Tragg eyed her narrowly. “Yes, ma’am,” he said, his voice suddenly noncommittal. “They lived in the flat below here.”

“Lived below here?” she asked, her eyes widening, and seeming suddenly to take on a darker hue.

“In the flat right below here,” Tragg repeated. “Didn’t you know it?”

There was no flicker in her glance, no waver in her eyes. “No,” she said.

“Sorry,” Tragg said, “but I’ve got to ask a few questions. Let’s go back to the night of the murder, gentle-men. Now, Gow Loong where were you?”

“Down China city. I visit my cousin.”

“How many cousins?” Tragg asked.

There was just the bare suggestion of a flicker of triumph in Gow Loong’s eyes. “Twenty-one.”

It was Miss Wickford who broke the silence with a little laugh. “Twenty-one cousins!” she exclaimed.

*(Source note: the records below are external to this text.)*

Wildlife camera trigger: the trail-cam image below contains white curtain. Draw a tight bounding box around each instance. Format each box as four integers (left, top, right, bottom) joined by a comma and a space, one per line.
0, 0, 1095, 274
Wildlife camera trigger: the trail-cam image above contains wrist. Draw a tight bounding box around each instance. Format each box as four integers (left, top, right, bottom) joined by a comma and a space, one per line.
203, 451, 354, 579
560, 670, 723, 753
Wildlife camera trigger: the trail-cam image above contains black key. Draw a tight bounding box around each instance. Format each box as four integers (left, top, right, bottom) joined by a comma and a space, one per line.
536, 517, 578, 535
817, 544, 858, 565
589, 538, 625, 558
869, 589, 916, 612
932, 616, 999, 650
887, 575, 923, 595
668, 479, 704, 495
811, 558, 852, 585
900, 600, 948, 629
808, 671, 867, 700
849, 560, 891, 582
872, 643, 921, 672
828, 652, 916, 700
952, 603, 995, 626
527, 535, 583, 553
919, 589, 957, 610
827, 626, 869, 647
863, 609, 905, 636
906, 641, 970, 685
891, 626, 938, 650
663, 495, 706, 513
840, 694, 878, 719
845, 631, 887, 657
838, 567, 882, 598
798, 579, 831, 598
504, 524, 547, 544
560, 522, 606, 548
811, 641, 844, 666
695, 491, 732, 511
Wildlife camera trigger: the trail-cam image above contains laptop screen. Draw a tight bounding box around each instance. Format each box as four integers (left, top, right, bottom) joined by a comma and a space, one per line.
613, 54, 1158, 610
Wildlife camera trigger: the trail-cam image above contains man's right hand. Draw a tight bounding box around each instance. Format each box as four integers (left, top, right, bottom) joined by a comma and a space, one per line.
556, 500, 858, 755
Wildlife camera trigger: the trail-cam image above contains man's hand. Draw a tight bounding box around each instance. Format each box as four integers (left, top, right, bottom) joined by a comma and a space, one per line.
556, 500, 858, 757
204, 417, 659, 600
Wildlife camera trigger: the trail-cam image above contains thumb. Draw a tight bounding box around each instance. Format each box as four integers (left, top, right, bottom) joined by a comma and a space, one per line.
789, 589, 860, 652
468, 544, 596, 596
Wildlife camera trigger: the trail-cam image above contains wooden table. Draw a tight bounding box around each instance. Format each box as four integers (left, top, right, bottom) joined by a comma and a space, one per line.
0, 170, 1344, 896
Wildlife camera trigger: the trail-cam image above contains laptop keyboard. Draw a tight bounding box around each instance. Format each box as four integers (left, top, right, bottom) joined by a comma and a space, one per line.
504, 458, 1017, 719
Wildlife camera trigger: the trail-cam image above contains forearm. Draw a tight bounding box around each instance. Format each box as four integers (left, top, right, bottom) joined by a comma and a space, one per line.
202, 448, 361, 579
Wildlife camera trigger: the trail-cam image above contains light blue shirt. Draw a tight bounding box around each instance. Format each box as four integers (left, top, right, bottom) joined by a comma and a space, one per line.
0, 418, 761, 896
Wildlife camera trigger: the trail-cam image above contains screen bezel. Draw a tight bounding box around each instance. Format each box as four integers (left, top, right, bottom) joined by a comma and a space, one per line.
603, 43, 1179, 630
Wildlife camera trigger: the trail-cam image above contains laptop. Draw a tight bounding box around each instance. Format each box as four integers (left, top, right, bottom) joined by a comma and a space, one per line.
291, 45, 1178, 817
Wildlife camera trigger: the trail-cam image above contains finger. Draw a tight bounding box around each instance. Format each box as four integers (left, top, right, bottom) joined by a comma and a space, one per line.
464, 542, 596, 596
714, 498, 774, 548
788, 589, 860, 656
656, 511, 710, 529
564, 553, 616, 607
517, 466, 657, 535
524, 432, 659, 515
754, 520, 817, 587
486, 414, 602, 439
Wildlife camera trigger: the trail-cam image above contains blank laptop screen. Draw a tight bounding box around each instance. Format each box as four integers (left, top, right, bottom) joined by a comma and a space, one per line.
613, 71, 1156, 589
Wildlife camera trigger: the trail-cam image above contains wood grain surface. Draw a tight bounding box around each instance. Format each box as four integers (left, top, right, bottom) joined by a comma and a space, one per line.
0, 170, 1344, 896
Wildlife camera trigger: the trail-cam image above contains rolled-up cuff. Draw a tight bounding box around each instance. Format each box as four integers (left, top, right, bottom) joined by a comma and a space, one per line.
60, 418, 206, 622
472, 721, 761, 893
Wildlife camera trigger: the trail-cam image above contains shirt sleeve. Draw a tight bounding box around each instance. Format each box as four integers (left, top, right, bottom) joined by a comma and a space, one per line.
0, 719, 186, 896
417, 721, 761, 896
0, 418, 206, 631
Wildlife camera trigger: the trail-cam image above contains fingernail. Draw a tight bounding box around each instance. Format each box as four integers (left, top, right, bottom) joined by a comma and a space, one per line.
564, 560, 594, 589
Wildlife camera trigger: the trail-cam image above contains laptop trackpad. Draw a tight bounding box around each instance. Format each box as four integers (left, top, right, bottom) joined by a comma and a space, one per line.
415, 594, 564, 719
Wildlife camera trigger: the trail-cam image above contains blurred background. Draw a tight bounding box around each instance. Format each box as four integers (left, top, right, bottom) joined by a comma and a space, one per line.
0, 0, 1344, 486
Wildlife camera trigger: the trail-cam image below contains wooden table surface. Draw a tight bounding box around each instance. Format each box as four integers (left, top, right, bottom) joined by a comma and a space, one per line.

Karr said to Lieutenant Tragg, “Chinese cousins are different from ours. In China they properly have only one hundred names. Everyone who has the same surname is supposed to be related. It’s a vague relationship. There’s nothing to compare with it in this country. That’s why a Chinaboy will say of another Chinese, ‘He allee same my cousin.’ ”

“I see,” Tragg said. “Most interesting. And your name is Loong?”

“That’s not really his family name,” Karr interposed again. “Gow Loong he calls himself. Literally translated, it means ‘nine dragons’ — Cantonese. So don’t try looking it up in the official Mandarin dictionaries. Cantonese is a different language. Sort of a Chinese nickname. Means he has the strength, wisdom, daring, and courage of nine dragons. Each one of them furnishes some attribute: Loyalty, courage, perspicacity, endurance, shrewdness in money matters, ability to study — let’s see. How many’s that? Seven. I’ve forgotten the other two. Virtue and filial respect, probably. No matter. It illustrates the point. Anyway, he’s got twenty-one witnesses. He wasn’t here. I know he wasn’t here. If you want to check up on him, that’s easy. Who else do you want?”

Tragg turned to Blaine.

Blaine said, “I believe I’ve explained that at the same time the murder was committed I was flying down from San Francisco with Mr. Wenston here. We left San Francisco at eleven o’clock. I had some friends come down to the plane to see me off.”